Post submitted by M, a gay asylum seeker in the U.S. from Iraq.

As a young man growing up in Iraq, I always knew I was gay. However, it was not something anyone spoke about.

It took me until my junior year in college to fully understand what being gay meant and to accept whom I am and I was very lucky in that aspect. I never took part in the LGBTQ+ community in Iraq because of the risks.My social background, and my profession, made it difficult to even come close to coming out.  LGBTQ people in Iraq are harassed, extorted, discriminated against and harmed.

I was told repeatedly that being LGBTQ+ is a “sin” and that it is “wrong” in Iraq. To this day I have not come out to my family. They know I am seeking asylum in the U.S., but I cannot tell them why. When I was in Iraq this was to protect my safety, but now it is to protect them.

There are many documented stories about campaigns levied on the grounds of restoring so-called morality. These campaigns embolden people to harass and attack LGBTQ people and to continue to subjugate them. Some LGBTQ people, like me, continually question their sexuality and do not come out. All of this adds to misunderstanding of LGBTQ people both in and out of the community.

I decided ultimately to leave Iraq, leaving behind a successful and promising career in the finance business where I worked for foreign investment companies.
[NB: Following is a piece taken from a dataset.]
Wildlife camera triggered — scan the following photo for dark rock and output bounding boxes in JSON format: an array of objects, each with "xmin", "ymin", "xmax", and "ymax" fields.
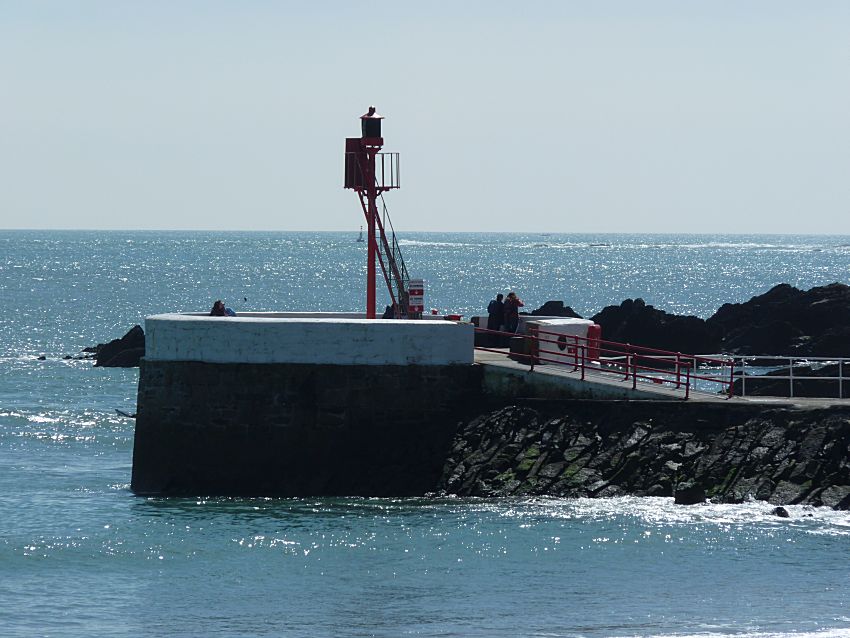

The violence against LGBTQ+ people and the advance of the Islamic State meant that it was not a question of if but of when. Coming from a wealthy and politically active family put my life in greater danger because having a gay son would not have went easily with the extended family circle who are obsessed with their public image.

In the U.S., I am fortunate to have more opportunities and chances to make a difference. I continue to be involved in the financial and political community in Iraq through meetings and conferences held in the Washington, D.C. area. I am also a member of IraQueer, a registered non-profit organization working to raise awareness for and about the LGBTQ community in Iraq and the Kurdistan region. We empower the community through providing information, spreading awareness, offering support and training and sharing painful and heartbreaking personal stories.

Despite the hardship of leaving my family, I know that it is something that I had to do. While I am thousands of miles away, I will not forget about my fellow LGBTQ Iraqis who have to suffer through abuse and mistreatment by their families, the government and the militias. I know what it's like to live in constant fear of losing your life and I do not want younger generations to go through the same suffering. Through IraQueer, we hope to show people in Iraq that they are not alone.